MSA = Mail Submission Agent
MDA = Mail Delivery Agent

The above diagram shows a simple flow of messages through a DMARC-aware system. Solid lines denote the actual message flow, dotted lines involve DNS queries used to retrieve message policy related to the supported message authentication schemes, and asterisk lines indicate data exchange between message-handling modules and message authentication modules. "sMTA" is the sending MTA, and "rMTA" is the receiving MTA.

In essence, the steps are as follows:

  1. Domain Owner constructs an SPF policy and publishes it in its DNS database as per [SPF]. Domain Owner also configures its system for DKIM signing as described in [DKIM]. Finally, Domain Owner publishes via the DNS a DMARC message-handling policy.
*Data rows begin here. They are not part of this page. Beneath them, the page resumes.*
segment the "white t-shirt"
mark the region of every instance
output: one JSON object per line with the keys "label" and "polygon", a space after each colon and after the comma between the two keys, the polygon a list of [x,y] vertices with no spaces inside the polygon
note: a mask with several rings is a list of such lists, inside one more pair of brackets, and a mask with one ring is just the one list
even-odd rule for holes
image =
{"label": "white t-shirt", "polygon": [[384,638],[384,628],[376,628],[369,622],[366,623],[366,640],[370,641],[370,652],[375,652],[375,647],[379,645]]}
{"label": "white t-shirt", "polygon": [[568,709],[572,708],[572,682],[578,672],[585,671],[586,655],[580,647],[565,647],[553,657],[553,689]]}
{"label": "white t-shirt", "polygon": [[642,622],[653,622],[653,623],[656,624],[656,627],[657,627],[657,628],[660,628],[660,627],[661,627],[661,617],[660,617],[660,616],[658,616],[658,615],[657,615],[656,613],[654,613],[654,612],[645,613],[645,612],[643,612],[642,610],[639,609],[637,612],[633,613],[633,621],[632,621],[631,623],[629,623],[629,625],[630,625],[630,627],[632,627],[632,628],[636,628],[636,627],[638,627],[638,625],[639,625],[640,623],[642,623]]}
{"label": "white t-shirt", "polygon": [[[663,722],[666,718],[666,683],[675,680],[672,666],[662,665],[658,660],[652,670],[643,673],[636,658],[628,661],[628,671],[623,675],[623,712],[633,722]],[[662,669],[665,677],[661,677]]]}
  2. Author generates a message and hands the message to Domain Owner's designated mail submission service.

  3. Submission service passes relevant details to the DKIM signing module in order to generate a DKIM signature to be applied to the message.

  4. Submission service relays the now-signed message to its designated transport service for routing to its intended recipient(s).
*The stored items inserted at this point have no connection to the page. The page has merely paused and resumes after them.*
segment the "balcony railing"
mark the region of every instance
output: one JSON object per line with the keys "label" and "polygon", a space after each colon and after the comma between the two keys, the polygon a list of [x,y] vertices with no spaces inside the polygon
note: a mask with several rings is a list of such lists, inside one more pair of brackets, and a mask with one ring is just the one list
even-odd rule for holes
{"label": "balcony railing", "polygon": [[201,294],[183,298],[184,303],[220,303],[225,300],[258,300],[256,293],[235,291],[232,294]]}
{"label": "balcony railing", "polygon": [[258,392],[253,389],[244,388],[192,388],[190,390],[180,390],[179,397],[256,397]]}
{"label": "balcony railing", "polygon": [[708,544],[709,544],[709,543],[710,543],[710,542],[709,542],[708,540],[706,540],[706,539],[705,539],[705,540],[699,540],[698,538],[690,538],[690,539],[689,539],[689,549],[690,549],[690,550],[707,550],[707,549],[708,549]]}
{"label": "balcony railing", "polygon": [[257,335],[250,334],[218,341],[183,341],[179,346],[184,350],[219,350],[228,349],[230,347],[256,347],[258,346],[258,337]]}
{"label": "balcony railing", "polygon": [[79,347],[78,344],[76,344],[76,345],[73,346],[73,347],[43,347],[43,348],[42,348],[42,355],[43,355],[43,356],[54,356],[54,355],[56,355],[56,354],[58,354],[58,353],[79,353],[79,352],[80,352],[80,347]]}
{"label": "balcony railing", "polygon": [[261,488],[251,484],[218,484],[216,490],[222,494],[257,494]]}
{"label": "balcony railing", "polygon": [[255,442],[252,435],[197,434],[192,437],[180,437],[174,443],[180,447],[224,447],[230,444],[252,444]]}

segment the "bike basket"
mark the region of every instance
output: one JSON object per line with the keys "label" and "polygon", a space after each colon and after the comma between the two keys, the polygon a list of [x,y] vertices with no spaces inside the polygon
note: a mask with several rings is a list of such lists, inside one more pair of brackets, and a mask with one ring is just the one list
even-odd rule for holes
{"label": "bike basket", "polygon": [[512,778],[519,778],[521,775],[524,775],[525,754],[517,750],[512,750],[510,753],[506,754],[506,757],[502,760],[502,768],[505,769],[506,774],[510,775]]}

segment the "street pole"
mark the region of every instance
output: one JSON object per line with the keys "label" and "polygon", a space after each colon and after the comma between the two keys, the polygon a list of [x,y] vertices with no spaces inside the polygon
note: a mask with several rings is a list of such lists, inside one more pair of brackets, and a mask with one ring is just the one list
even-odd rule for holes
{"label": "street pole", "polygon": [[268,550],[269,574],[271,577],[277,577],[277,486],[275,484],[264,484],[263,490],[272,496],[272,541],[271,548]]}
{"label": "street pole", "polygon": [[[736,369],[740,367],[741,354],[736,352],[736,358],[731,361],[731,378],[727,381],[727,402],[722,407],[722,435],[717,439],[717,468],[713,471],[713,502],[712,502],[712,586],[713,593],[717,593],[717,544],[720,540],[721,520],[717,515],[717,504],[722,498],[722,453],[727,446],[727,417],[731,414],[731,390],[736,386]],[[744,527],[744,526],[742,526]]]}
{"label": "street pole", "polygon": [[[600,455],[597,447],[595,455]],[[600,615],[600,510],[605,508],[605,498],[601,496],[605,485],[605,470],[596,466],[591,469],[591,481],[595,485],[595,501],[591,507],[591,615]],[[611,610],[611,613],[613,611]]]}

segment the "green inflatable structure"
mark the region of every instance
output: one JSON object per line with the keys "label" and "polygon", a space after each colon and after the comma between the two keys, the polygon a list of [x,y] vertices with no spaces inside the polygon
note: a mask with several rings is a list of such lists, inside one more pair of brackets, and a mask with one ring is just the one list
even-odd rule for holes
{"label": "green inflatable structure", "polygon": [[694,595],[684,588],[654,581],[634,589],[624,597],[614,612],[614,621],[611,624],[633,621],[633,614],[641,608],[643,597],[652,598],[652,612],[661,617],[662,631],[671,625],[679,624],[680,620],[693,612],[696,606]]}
  5. Message may pass through other relays but eventually arrives at a recipient's transport service.

  6. Recipient delivery service conducts SPF and DKIM authentication checks by passing the necessary data to their respective modules, each of which requires queries to the Author Domain's DNS data (when identifiers are aligned; see below).

  7. The results of these are passed to the DMARC module along with the Author's domain. The DMARC module attempts to retrieve a policy from the DNS for that domain. If none is found, the DMARC module determines the Organizational Domain and repeats the attempt to retrieve a policy from the DNS. (This is described in further detail in Section 6.6.3.)

  8. If a policy is found, it is combined with the Author's domain and the SPF and DKIM results to produce a DMARC policy result (a "pass" or "fail") and can optionally cause one of two kinds of reports to be generated (not shown).

  9. Recipient transport service either delivers the message to the recipient inbox or takes other local policy action based on the DMARC result (not shown).

  10. When requested, Recipient transport service collects data from the message delivery session to be used in providing feedback (see Section 7).